This topic describes how to create tables for Object Storage Service (OSS) log files in Data Lake Analytics (DLA) and read data from these log files.

  1. Log on to the DLA console.

  2. In the left-side navigation pane, choose Serverless Presto > SQL access point. On the SQL access point page, find your virtual private cloud (VPC) in the VPC Network section and click Log on in DMS in the Actions column. Then, execute the following statement to create an OSS schema.

    You can also use a MySQL client or program code to connect to DLA. Then, execute the following statement to create an OSS schema:

     CREATE SCHEMA oss_log_schema with DBPROPERTIES(
       catalog='oss', 
     location = 'oss://oss-bucket-name/log/'
      );
  • catalog: the type of the schema that you want to create. The value oss indicates the OSS schema that you want to create.

  • location: the directory of the OSS bucket that stores files.

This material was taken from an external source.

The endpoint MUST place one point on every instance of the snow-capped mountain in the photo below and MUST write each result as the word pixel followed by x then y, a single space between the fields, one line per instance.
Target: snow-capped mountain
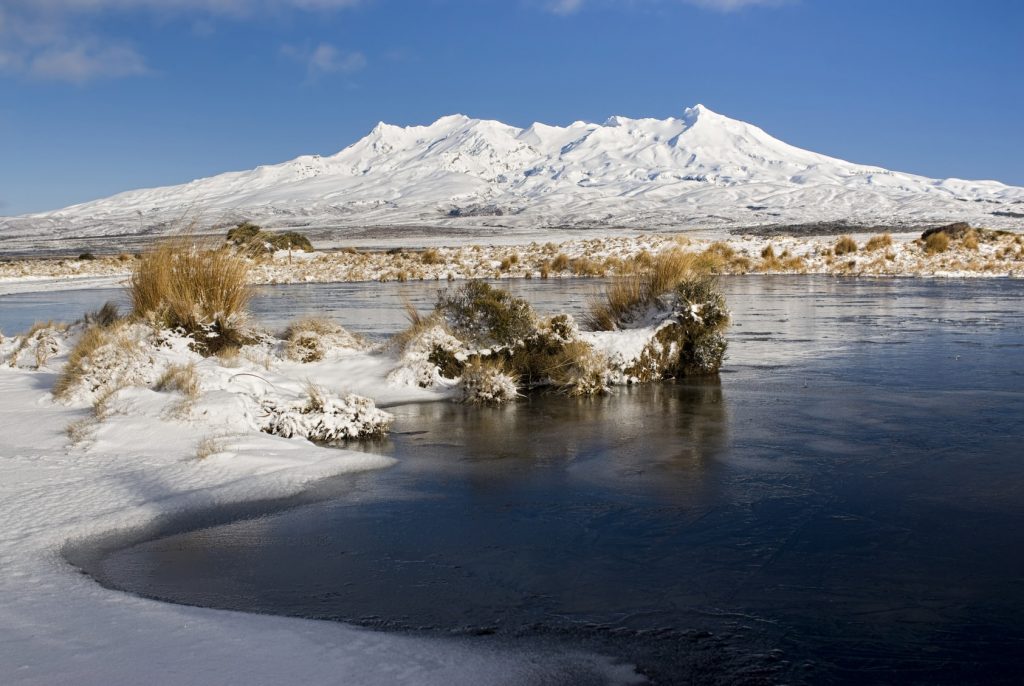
pixel 699 170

The value of this parameter must end with a forward slash (/).

Create tables for OSS log files

  • webserver.log

      CREATE EXTERNAL TABLE webserver_log(
        host STRING,
        identity STRING,
        userName STRING, 
       time STRING,
        request STRING,
        status STRING,
        size INT, 
       referer STRING, 
       agent STRING)
      ROW FORMAT SERDE 'org.apache.hadoop.hive.serde2.RegexSerDe'
      WITH SERDEPROPERTIES ( 
       "input.regex" = "([^ ]*) ([^ ]*) ([^ ]*) (-|\\[[^\\]]*\\]) ([^ \"]*|\"[^\"]*\") (-|[0-9]*) (-|[0-9]*)(?: ([^ \"]*|\"[^\"]*\") ([^ \"]*|\"[^\"]*\"))?"
      )
      STORED AS TEXTFILE
      LOCATION 'oss://oss-bucket-name/log/webserver.log';
  • ngnix_log.log

      CREATE EXTERNAL TABLE ngnix_log(
        remote_address STRING,
        identity STRING,
        remote_user STRING,
        time_local STRING,
        request STRING,
        status STRING,
        body_bytes_sent INT,
        http_referer STRING,
        http_user_agent STRING,
        gzip_ratio STRING
      )
      ROW FORMAT SERDE 'org.apache.hadoop.hive.serde2.RegexSerDe'
      WITH SERDEPROPERTIES (
        "input.regex" = "([^ ]*) ([^ ]*) ([^ ]*) (-|\\[[^\\]]*\\]) ([^ \"]*|\"[^\"]*\") (-|[0-9]*) (-|[0-9]*)(?: ([^ \"]*|\"[^\"]*\") ([^ \"]*|\"[^\"]*\"))? ([^ \"]*|\"[^\"]*\")"
      )
      STORED AS TEXTFILE
      LOCATION 'oss://oss-bucket-name/log/ngnix_log';
  • log4j_sample.log

      CREATE EXTERNAL TABLE log4j_log(
        date STRING,
        time STRING,
        level STRING, 
       class STRING, 
       details STRING
      )
      ROW FORMAT SERDE 'org.apache.hadoop.hive.serde2.RegexSerDe'
      WITH SERDEPROPERTIES (
        "input.regex" = "^(\\d{4}-\\d{2}-\\d{2})\\s+(\\d{2}.\\d{2}.\\d{2}.\\d{3})\\s+(\\S+)\\s+(\\S+)\\s+(.*)$"
      )
      STORED AS TEXTFILE
      LOCATION 'oss://oss-bucket-name/log/log4j_sample.log';

Read data from OSS log files

After the tables are created for OSS log files, you can execute SELECT statements in DLA to query and analyze data in the OSS log files. This helps locate the cause of failures.

  • log4j_sample.log

      SELECT * FROM oss_log_schema.log4j_log
  • ngnix_log

      SELECT * FROM oss_log_schema.ngnix_log
  • webserver_log

      SELECT * FROM oss_log_schema.webserver_log